A lot. I think when you’re writing anything, research is important. Anytime you’re talking about experiences not your own, and I’m speaking about myself in this, research is absolutely vital. Research and humility. But I do think there’s a gentleness that’s required and a recognition of boundaries, perspectives, and biases. I’m not a 16-year-old girl – I’ve never struggled with those experiences or my sexuality in that particular way. So, I’m writing from a place of immense ignorance in that. But we have a writer’s room. I’m not the only writer – there are four of us. Half of us are female and there are members of the room and of the studio as a whole that identify within the LGBT community. We leaned on their perspectives and insight.  We read a number of things online and just thought really carefully. 

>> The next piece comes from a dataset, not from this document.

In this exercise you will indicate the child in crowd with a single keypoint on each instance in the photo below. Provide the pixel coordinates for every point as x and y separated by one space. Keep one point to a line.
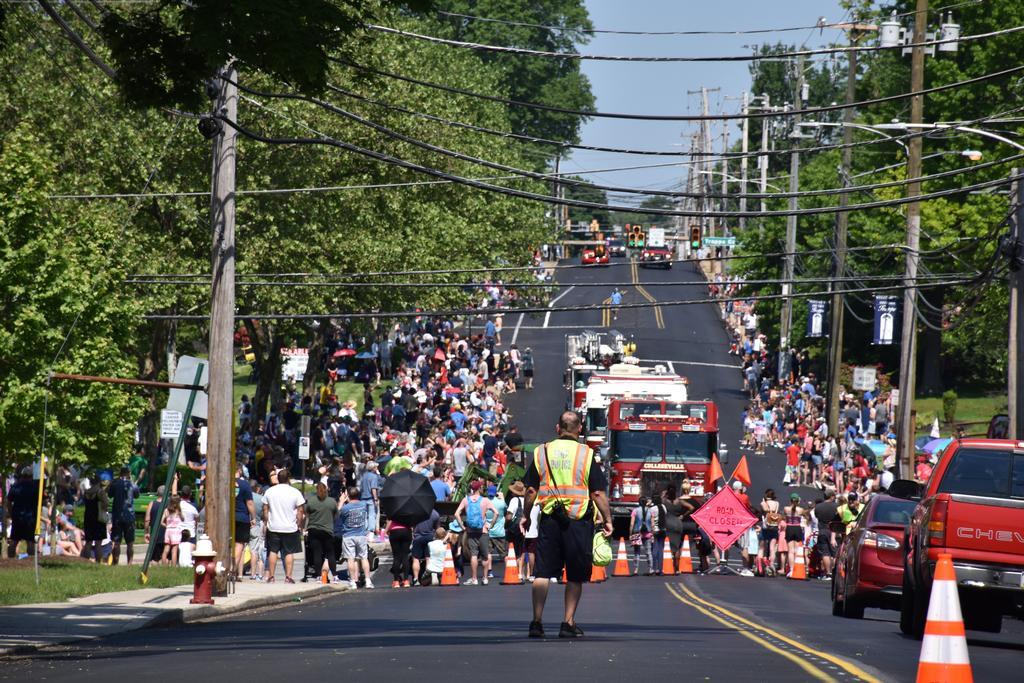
435 561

We chose not to tell a coming out story, and we did that for a lot of reasons. One of the most consistent pieces of feedback I got about this was people really wanted to see gay characters, queer characters, whose queerness was the least interesting thing about them. There’s a story we could have told about that, absolutely, and that could be a really fruitful story but that’s not the story we were going to tell. We were going to treat queerness as incidental, as matter-of-fact. Not casually and not disregarding the intricacies, but we let that not be the most important thing going on. When they kiss, it’s just going to be a romantic kiss. And we set it up to be as lovely and as crazy and awesome as it could be and just not care about the fact that it’s two girls. That resonated with fans and members of the community in a way that we’re all just really grateful for. We wanted to tell a story, we wanted to find the boundaries of where games are intersecting with these communities and really push them. And anytime you do that, there’s a risk of insensitivity, there’s a risk of a mistake, there are all sorts of risks. And I think that’s okay – we should take these risks.

In terms of feedback you received on that topic, do you look back and think that there’s anything you would have done differently?

No, I don’t think so. There are questions I still have. Choosing to end the story with Rachel’s fate was a very deliberate thing that we did. [Some fans] reacted with pain about it. And we thought that would happen. The game itself really is a pleasant fiction, because we know Chloe’s fate. We know Rachel’s fate. What we wanted to explore with this love story, in this little window of time, was the brilliant joy that Chloe had in Rachel but at the end, we remind you that it was temporary and that it wasn’t going to last. We made a spectacle of her grief in episode one, by the end in that final scene, maybe you’re feeling it in a way you wouldn’t have just from her telling you that she was grieving. We wanted to see what the medium could do with that. And I’m proud of what we accomplished, and at the same time, I don’t love that it hurt people because it was such an intense experience. We just want to think about the kinds of connections we’re building with the interactive stories and how to be mindful. I don’t think we did anything wrong, I just want to continue to be thoughtful about what we’re doing because as an industry, we don’t really understand what we’re making still. We’re still figuring it out.